On his radio broadcast today, Bryan Fischer took a call from someone who demanded that Republicans in the House of Representatives "take a stand" and impeach President Obama, regardless of the fact that he won't be convicted and removed by the Senate.
Fischer, who previously suggested that Democrats might impeach Obama to try to survive their midterm elections, agreed, both that Obama would not be removed by the Senate, but that the House of Representatives should go ahead with the proceedings anyway.
For "educational" purposes.
"There could be a powerful educational benefit from the House filing articles of impeachment," said Fischer, because "it would give the House the opportunity to make their case why this man needs to be removed from office," further stating that there would be "tremendous educational value in that; it may not go anywhere in the Senate ... but it may be time to recognize there's an educational benefit here."

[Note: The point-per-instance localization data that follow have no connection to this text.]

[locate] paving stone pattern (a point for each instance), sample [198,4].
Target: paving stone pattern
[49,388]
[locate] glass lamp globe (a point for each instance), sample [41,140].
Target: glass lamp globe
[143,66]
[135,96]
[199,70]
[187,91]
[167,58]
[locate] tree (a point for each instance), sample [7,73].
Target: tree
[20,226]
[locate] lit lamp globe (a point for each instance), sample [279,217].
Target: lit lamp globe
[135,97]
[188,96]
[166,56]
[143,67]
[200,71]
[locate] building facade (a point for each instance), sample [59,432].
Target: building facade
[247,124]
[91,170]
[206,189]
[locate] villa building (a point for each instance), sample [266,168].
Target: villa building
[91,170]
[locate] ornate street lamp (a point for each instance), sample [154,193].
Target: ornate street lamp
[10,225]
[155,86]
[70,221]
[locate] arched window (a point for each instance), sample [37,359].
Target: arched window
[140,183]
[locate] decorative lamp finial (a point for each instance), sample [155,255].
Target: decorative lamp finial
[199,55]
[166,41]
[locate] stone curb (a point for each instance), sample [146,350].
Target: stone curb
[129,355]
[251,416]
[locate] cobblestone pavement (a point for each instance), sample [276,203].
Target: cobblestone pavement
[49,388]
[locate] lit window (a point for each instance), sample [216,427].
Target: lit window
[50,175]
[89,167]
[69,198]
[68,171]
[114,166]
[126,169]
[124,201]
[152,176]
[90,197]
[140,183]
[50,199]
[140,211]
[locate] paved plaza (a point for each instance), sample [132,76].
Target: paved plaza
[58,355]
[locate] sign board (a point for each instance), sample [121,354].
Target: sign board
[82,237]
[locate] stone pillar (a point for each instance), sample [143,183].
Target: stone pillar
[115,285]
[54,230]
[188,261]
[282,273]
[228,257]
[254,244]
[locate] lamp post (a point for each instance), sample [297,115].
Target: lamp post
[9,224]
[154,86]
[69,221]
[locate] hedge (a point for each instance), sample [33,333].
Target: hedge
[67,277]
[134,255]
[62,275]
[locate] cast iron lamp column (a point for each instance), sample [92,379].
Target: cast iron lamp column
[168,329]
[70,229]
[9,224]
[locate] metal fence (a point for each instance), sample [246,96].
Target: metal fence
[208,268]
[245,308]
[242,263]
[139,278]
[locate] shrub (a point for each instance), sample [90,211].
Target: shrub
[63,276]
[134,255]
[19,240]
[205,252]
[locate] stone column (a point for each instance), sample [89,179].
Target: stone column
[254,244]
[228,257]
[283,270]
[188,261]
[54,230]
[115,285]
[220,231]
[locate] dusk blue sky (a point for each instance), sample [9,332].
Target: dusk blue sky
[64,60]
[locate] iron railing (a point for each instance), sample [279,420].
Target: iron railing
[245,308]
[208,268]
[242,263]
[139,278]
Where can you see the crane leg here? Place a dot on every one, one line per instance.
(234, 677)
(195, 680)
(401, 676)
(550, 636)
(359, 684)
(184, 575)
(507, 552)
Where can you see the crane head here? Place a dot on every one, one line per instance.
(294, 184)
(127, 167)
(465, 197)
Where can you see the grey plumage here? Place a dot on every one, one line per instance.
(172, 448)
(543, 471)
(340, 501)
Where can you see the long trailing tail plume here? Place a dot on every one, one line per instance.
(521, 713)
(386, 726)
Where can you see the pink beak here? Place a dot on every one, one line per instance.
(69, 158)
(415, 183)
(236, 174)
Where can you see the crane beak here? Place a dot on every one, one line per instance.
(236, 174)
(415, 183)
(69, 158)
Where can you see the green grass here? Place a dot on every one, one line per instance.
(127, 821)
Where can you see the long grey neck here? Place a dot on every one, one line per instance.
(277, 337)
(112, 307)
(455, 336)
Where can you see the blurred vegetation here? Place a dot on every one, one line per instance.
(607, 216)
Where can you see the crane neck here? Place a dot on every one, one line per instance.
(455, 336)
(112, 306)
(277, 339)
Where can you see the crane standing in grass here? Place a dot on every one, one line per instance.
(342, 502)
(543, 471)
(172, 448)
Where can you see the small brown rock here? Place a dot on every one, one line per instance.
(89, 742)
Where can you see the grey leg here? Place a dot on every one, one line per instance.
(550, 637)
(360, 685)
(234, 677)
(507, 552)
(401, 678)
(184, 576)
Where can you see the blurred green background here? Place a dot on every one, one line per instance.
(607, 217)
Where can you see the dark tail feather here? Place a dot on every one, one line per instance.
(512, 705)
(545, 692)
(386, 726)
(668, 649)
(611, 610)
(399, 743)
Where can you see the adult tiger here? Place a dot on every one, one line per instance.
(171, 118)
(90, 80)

This, oddly enough, is the closest Bryan Fischer has ever come to telling the truth in his entire life. If Congress voted to impeach President Obama, the American people would learn a lot.
Not about Obama. About Congress.
The reasons to impeach Obama summarize as a long list of conspiracy theories mixed in with petty grievances, which the House has been able to get away with this long because they are little known outside of the circle of conspiracy theory peddlers like Bryan Fischer.
Impeachment proceedings, however, would require these "reasons" to be made fully public. Which, just as it did in 1998 when Congress tried to impeach Bill Clinton, is much more likely to backfire.